Abstract: Various random graphs models satisfy that each edge appears independently of all other edges but those in a bounded degree graph. Examples include Erdős–Rényi random graphs, random Cayley graphs, random Latin square graphs, and random entangled graphs. We begin the systematic study of such random graphs under this weak independence hypothesis, focusing on the clique number. We prove that for 0<p<1 fixed, for any such N-vertex random graph with edge probabilities each p, the clique number is asymptotically almost surely at least (2-o(1))log_{1/p} N and at most O(log N loglog N). The lower bound is tight for the Erdős–Rényi random graph, and the upper bound is tight for random Cayley graphs in finite vector spaces over a fixed finite field. Using the trace method and some intricate counting , in case when the dependency graph is symmetric, we also obtain an upper bound on the second largest eigenvalue of these random graphs, and derive that they are Hamiltonian.  

Based on joint work with D. Conlon, J. Fox and  H. T. Pham.

Abstract: Fix d ≥ 2 and consider a uniformly random set P of n points in [0, 1]^d. Let G be the Hasse diagram of P (with respect to the coordinatewise partial order), or alternatively let G be the Delaunay graph of P with respect to axis-parallel boxes (where we put an edge between u, v ∈ P whenever there is an axis-parallel box containing u, v and no other points of P). In each of these two closely related settings, we show that the chromatic number of G is typically (log n) ^{d−1+o(1)} and the independence number of G is typically n/(log n) ^{d−1+o(1)}. When d = 2, we obtain bounds that are sharp up to constant factors: the chromatic number is typically of order log n/ log log n and the independence number is typically of order n log log n/ log n. These results extend and sharpen previous bounds by Chen, Pach, Szegedy and Tardos. In addition, they provide new bounds on the largest possible chromatic number (and lowest possible independence number) of a d-dimensional box-Delaunay graph or Hasse diagram, in particular resolving a conjecture of Tomon.

Joint work with Matthew Kwan and Lyuben Lichev.

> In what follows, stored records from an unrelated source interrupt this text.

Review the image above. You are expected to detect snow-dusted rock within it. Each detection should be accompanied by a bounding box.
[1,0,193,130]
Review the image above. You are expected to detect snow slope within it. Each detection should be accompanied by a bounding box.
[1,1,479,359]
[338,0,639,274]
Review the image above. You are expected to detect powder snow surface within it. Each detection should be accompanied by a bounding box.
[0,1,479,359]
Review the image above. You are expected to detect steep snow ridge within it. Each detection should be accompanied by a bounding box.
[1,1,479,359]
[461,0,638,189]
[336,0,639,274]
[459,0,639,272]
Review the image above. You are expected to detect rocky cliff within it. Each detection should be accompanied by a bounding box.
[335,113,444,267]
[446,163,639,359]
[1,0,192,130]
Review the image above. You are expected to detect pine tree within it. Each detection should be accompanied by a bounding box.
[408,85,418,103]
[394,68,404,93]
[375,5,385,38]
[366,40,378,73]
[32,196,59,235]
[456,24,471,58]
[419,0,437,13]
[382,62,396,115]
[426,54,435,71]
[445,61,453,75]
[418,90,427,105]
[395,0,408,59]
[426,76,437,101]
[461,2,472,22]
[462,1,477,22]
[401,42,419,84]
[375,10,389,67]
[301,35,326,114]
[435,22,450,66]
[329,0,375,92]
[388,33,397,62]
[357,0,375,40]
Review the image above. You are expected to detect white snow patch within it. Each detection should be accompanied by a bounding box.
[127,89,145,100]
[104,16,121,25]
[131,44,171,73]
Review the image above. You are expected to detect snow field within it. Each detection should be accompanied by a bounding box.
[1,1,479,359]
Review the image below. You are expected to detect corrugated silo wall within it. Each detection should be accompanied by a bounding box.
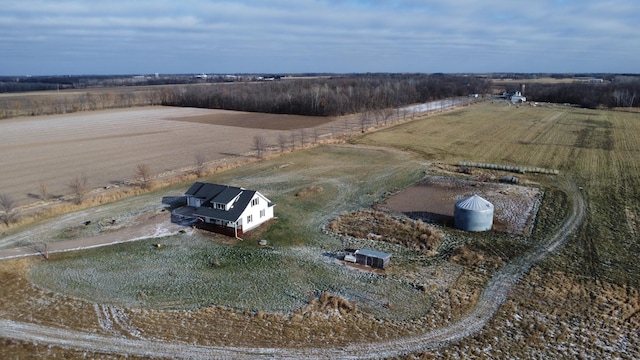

Abstract: We use cycle decomposition as a playground to illustrate the interplay between graph theory and algorithm design, showcasing how insights from one can inspire advances in the other. We introduce algorithms for hybrid expander decomposition and use them to develop fast algorithms for cycle decomposition. Leveraging techniques from advanced graph algorithms, we not only achieve an efficient cycle decomposition but also simplify the proof of the cycle decomposition theorem of [BM’22], eliminating the need for the hypergraph matching lemma. Furthermore, we present a novel algorithm for deterministic expander routing based on perfect matchings in hypergraphs.